Huzura giden yol

Üst üste gelen problemlerin arkasındaki hadiseleri insanlar çok farklı yönleriyle mutlaka tartıp düşünüp değerlendirmektedirler. Asıl mesele bu olan biteni nasıl görmemiz gerektiğine bakarak hayatımıza da tatbik etmenin yollarını arayıp kendimize çekin düzen vermeye çalışmalıyız. Dertler yığıldıkça ister istemez insanın yüzüne aksediyor. İnsan bu ızdıraplarla kıvrım kıvrım dönüp durduğunda üzülmemeli ve ümitsizlğe kapılmamalıdır. Bu durumda bile

K. KEMAL METE 14 Ekim 2018 YORUM

Üst üste gelen problemlerin arkasındaki hadiseleri insanlar çok farklı yönleriyle mutlaka tartıp düşünüp değerlendirmektedirler. Asıl mesele bu olan biteni nasıl görmemiz gerektiğine bakarak hayatımıza da tatbik etmenin yollarını arayıp kendimize çekin düzen vermeye çalışmalıyız. Dertler yığıldıkça ister istemez insanın yüzüne aksediyor.

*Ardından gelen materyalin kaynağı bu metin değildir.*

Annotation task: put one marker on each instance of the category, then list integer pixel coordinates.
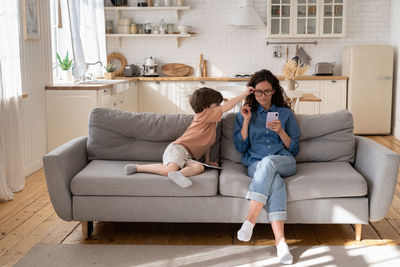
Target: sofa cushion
(120, 135)
(107, 178)
(312, 180)
(326, 137)
(323, 137)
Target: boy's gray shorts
(177, 154)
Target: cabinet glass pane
(285, 11)
(327, 26)
(275, 26)
(311, 26)
(301, 26)
(327, 11)
(275, 11)
(312, 11)
(301, 11)
(338, 10)
(337, 26)
(285, 26)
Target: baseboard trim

İnsan bu ızdıraplarla kıvrım kıvrım dönüp durduğunda üzülmemeli ve ümitsizlğe kapılmamalıdır. Bu durumda bile insan bir çıkış yolu aramalı. Nasıl huzura kavuşurumun çarelerini araştırmalıdır.

Huzura kavuşmanın tek bir yolu yordamı ve yönü vardır. O da Allaha yönelmekle olacaktır. Kuranı kerim buyuruyorki : “İyi bilin ki gönüller ancak Allah‘ı anmakla huzur bulur ” (Rad 13/28)

Böyle durumlara düşmeden ve düştükten sonrada Allah‘a yönelip huzura kavuşmak bizim elimizle gerçekleşecek bir durumdur. Eğer böyle yapmadığımız taktirde hep dertlerimizle baş başa kalacak çözüm yollarıda bulduğumuzda da neticesi belki olmayacaktır. Bu da vücudumuzun çok yıpranmasına vesile olacaktır.

Dünya hayatı hep inişli çıkışlıdır, bazende büyük  fırtıların koptuğu imtihanlar şeklinde olabilmektedir. Bu imtihanlar insanlara ve milletlere geldiği gibi, Bazende toplumlar, konumlarına ve durumlarına göre değişik testlere de tabii tutulabilinir. Bu imtihanlar neticesinde bazı şeyler savrulmuş gibi görünebilir. Böyle testlerin arkasında bu fırtınalara sebebiyet veren veya peşinden giden merhametsiz insanlar bulunabilir.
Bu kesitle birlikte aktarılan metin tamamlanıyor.